The symptoms of high testosterone vary from person to person. The brain controls the amount of testosterone in men and sends signals to the pituitary gland, which in turn, motions to the testes to generate testosterone. If at any time, this "loop" between the brain, pituitary gland, and testes results in too much testosterone, one or more of the following signs may occur.
Abnormal testosterone levels can result in poor sexual health. Men may have issues with erectile dysfunction (getting and maintaining an erection). Other sexual concerns may be low desire and sperm count, decreasing fertility.
One sign of excess testosterone is lots of body hair. For balding men, this may seem like not a positive side effect, but it usually doesn't fill in your bald spot but slightly increases the amount of hair on your legs, chest, and back.

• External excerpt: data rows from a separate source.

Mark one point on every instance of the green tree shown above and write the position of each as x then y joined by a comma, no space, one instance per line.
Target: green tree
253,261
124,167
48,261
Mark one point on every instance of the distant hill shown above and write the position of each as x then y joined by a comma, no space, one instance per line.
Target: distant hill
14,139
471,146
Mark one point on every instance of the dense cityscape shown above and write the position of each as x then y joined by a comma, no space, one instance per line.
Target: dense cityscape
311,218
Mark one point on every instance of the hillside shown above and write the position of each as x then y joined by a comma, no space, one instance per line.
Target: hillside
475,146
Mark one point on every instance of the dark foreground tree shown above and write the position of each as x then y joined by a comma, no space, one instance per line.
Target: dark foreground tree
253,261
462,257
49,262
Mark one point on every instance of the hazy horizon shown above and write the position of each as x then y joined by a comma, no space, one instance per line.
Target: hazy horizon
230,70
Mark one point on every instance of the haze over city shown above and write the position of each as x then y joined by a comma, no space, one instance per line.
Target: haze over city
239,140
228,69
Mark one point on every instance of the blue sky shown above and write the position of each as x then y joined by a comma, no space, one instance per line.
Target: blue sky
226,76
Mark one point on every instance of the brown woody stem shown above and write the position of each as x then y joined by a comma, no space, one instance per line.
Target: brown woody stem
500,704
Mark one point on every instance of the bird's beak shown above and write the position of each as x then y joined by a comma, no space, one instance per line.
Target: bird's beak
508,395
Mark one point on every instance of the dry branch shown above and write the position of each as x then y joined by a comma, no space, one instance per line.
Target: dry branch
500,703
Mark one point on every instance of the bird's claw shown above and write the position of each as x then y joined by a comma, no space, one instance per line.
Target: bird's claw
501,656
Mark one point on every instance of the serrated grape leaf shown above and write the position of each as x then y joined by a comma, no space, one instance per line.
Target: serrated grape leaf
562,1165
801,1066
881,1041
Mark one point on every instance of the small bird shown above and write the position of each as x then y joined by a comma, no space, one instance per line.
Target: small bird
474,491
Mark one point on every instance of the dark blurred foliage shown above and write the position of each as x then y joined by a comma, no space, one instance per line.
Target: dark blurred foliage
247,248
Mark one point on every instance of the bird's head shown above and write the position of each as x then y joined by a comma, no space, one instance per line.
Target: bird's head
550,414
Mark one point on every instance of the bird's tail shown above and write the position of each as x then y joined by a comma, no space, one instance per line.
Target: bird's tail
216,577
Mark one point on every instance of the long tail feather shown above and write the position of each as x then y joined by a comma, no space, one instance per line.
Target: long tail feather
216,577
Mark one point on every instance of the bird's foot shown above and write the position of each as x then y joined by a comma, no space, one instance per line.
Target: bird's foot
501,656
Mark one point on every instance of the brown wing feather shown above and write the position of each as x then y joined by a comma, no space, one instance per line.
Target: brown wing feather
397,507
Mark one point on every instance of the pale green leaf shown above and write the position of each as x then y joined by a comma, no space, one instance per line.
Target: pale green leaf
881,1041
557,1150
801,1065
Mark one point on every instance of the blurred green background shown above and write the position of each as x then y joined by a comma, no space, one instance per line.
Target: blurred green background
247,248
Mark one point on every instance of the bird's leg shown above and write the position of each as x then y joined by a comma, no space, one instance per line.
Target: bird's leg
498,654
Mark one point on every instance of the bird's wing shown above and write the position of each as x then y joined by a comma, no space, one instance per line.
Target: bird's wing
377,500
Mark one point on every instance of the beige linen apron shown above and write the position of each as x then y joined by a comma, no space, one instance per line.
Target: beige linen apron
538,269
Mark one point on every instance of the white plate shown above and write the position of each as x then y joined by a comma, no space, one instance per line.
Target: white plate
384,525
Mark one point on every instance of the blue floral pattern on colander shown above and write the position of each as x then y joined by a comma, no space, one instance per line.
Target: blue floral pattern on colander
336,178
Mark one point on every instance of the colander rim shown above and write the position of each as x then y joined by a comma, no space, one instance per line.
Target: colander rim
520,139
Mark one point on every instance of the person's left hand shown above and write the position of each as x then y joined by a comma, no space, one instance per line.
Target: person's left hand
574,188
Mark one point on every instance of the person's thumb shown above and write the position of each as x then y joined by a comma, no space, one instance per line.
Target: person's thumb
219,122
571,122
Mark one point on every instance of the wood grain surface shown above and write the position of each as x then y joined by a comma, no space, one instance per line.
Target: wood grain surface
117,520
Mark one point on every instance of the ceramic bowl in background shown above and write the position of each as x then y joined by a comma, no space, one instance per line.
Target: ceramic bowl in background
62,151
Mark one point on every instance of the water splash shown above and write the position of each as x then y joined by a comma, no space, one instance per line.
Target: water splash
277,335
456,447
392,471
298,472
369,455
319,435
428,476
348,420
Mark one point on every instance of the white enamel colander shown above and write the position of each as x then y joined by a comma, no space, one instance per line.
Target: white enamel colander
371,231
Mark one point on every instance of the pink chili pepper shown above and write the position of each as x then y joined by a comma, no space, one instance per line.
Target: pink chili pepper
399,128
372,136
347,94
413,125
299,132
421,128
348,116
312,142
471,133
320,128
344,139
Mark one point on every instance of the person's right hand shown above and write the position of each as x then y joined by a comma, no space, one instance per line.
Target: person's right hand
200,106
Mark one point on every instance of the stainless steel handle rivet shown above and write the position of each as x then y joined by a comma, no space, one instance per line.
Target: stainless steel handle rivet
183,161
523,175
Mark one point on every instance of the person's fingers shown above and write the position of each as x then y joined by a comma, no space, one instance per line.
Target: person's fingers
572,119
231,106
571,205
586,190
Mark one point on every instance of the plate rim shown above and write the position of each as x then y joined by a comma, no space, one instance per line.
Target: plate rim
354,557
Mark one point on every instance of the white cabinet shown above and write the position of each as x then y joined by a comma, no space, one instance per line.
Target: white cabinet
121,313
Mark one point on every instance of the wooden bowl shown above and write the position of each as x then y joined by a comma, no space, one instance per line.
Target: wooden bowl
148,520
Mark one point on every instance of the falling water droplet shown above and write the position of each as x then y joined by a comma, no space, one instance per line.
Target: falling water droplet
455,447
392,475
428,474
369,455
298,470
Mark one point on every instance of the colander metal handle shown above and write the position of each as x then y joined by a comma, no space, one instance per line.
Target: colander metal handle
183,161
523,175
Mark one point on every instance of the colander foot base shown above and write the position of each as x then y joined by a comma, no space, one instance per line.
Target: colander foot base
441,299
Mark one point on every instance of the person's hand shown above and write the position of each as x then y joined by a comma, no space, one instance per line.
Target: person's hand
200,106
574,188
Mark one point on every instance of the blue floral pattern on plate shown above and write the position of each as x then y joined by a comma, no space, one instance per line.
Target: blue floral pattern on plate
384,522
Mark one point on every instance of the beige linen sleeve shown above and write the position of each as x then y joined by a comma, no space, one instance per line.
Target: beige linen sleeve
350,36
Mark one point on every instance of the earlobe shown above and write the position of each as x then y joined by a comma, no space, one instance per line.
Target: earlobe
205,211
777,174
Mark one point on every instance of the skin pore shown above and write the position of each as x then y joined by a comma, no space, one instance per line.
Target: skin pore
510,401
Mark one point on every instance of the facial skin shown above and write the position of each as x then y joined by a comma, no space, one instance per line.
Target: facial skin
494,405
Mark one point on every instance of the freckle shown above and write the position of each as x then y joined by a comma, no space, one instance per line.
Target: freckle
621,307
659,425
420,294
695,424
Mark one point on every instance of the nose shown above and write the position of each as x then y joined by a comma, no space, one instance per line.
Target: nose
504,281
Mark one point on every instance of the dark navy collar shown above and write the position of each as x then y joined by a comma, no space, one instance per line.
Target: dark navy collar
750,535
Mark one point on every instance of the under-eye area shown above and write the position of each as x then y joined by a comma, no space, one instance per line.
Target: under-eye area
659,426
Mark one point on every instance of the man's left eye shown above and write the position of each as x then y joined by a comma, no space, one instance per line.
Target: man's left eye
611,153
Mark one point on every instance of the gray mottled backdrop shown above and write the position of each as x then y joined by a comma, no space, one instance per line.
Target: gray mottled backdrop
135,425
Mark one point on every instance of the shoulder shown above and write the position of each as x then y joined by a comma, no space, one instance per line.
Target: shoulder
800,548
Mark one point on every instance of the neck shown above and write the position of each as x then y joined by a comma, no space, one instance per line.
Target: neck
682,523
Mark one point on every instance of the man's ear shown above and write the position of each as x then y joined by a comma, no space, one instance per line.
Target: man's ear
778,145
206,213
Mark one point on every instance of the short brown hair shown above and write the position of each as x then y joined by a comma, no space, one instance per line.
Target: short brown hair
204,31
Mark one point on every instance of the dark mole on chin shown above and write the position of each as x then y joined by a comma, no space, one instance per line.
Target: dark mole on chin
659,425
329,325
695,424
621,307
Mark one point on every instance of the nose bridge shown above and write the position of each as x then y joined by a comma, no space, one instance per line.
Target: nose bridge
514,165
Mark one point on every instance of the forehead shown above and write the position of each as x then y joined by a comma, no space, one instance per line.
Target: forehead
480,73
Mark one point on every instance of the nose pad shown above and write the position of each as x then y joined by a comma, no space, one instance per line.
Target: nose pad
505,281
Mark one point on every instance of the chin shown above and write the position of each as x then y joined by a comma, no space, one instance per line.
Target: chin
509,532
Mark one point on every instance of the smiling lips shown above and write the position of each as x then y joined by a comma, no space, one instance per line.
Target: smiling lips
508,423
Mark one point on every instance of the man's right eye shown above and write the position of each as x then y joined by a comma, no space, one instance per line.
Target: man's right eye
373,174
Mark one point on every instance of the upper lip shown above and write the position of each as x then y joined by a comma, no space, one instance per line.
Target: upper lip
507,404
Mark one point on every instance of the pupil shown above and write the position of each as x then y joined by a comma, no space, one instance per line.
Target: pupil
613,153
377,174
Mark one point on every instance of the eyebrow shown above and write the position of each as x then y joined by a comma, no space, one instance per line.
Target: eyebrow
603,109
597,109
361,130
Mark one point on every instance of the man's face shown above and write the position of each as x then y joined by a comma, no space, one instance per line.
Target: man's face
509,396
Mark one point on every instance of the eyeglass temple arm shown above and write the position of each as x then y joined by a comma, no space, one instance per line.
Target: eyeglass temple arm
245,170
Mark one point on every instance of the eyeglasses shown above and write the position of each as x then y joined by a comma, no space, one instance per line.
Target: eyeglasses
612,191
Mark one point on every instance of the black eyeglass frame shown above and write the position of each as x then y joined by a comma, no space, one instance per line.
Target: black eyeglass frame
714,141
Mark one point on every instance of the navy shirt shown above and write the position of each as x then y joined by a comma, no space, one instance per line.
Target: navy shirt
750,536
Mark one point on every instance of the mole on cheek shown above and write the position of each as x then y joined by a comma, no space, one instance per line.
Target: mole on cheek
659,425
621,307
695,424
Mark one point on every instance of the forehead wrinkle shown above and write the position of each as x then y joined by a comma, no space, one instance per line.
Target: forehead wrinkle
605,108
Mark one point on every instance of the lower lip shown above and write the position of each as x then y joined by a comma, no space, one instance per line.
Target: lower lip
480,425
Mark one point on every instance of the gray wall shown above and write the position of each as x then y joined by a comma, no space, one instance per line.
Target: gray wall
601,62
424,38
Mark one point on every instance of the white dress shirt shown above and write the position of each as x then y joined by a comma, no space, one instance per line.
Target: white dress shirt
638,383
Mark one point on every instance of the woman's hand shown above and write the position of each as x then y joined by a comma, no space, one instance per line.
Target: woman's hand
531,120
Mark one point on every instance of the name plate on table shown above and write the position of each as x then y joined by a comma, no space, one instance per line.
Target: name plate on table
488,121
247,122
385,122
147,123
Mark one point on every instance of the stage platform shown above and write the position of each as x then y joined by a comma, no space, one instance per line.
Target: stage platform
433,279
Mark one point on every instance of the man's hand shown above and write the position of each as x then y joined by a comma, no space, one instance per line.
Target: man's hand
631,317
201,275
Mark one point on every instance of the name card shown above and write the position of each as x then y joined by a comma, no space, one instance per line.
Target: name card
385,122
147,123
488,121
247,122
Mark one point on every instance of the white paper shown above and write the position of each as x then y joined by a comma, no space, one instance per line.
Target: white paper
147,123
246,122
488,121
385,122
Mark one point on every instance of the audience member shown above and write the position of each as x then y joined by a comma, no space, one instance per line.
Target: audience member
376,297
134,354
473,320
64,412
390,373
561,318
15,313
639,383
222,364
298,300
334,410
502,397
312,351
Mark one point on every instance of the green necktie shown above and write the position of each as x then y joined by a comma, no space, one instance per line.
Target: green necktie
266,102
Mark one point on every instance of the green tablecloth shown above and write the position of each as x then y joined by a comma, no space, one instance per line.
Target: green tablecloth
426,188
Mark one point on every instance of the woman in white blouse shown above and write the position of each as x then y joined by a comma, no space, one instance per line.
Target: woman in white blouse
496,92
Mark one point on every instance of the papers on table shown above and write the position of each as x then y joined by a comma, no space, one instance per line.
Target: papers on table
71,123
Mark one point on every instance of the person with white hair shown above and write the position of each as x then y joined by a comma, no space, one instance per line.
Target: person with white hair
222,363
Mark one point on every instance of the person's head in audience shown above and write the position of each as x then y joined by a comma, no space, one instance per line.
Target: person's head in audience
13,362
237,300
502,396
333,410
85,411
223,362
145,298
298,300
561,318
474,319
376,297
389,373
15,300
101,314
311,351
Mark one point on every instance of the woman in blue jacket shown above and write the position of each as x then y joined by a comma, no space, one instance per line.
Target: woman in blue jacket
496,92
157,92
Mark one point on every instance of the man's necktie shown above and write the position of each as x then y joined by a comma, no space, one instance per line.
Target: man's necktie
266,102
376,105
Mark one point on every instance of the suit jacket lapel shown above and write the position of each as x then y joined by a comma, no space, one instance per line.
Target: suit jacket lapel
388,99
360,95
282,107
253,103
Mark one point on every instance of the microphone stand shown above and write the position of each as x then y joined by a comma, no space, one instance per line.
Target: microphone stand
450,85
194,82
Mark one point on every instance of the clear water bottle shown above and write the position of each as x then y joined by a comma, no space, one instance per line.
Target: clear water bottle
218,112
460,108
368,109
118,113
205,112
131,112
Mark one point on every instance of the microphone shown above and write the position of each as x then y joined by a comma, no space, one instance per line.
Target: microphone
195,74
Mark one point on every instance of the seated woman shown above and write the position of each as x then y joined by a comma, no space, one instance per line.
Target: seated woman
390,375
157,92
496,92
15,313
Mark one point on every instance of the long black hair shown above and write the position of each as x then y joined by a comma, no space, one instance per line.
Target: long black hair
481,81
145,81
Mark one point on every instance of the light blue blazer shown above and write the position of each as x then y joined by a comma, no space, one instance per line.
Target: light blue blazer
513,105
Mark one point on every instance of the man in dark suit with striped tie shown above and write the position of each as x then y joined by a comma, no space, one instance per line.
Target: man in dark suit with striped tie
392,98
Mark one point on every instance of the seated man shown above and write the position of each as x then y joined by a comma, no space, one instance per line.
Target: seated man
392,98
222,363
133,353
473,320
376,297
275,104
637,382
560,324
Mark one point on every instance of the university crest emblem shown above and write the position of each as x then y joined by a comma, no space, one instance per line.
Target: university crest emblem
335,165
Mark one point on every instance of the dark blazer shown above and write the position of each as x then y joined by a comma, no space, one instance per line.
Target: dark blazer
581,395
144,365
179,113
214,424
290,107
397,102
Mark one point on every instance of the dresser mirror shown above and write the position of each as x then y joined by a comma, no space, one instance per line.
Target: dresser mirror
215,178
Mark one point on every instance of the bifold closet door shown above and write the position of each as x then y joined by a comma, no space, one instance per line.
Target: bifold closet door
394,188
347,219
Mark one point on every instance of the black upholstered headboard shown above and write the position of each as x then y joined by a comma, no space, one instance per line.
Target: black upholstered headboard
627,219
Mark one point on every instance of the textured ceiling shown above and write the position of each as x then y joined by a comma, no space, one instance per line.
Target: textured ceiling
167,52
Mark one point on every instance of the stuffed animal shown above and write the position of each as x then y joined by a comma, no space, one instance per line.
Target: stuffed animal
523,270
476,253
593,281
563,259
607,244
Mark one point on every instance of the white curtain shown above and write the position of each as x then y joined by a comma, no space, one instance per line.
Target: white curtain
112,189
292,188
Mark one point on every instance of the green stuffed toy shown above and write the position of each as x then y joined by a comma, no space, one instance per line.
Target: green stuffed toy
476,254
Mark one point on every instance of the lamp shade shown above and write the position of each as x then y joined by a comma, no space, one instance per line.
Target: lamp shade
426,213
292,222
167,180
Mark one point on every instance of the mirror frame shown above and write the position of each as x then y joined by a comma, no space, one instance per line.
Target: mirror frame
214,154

It's normal for teenagers to suffer from mild to significant acne outbreaks, but not grown men. High testosterone may cause intense acne breakouts.
Testosterone helps regulate mood, and high levels may cause varying emotions. Typically, abnormal amounts of testosterone make men more irritable and aggressive. It may also induce feelings of anxiety and depression. Balancing levels is essential for mental health.
High testosterone can produce extreme blood pressure changes. Men may become hypertensive (high blood pressure) or hypotensive (low blood pressure). If this happens, he may experience dizziness, fatigue, or nausea, amongst other symptoms.
The signs mentioned above aren’t the only possible symptoms of high testosterone. Men may have one or more of the following:
If you’re experiencing any of the above symptoms, speak to your healthcare provider for guidance.
Treating high testosterone levels can often be achieved by eating a balanced diet and regular exercise. The ultimate goal is to eliminate any source that may cause excess testosterone. If you're undergoing testosterone replacement therapy, you may need to stop or lower the supplement dose.
Living with high testosterone isn’t common, but when it happens, serious health concerns can develop. There’s no reason to suffer in silence. The first step may be to pack in nutrient-dense foods and avoid processed ones. Or exercise regularly to optimize your testosterone levels. If nothing works, speak to your doctor about the next step.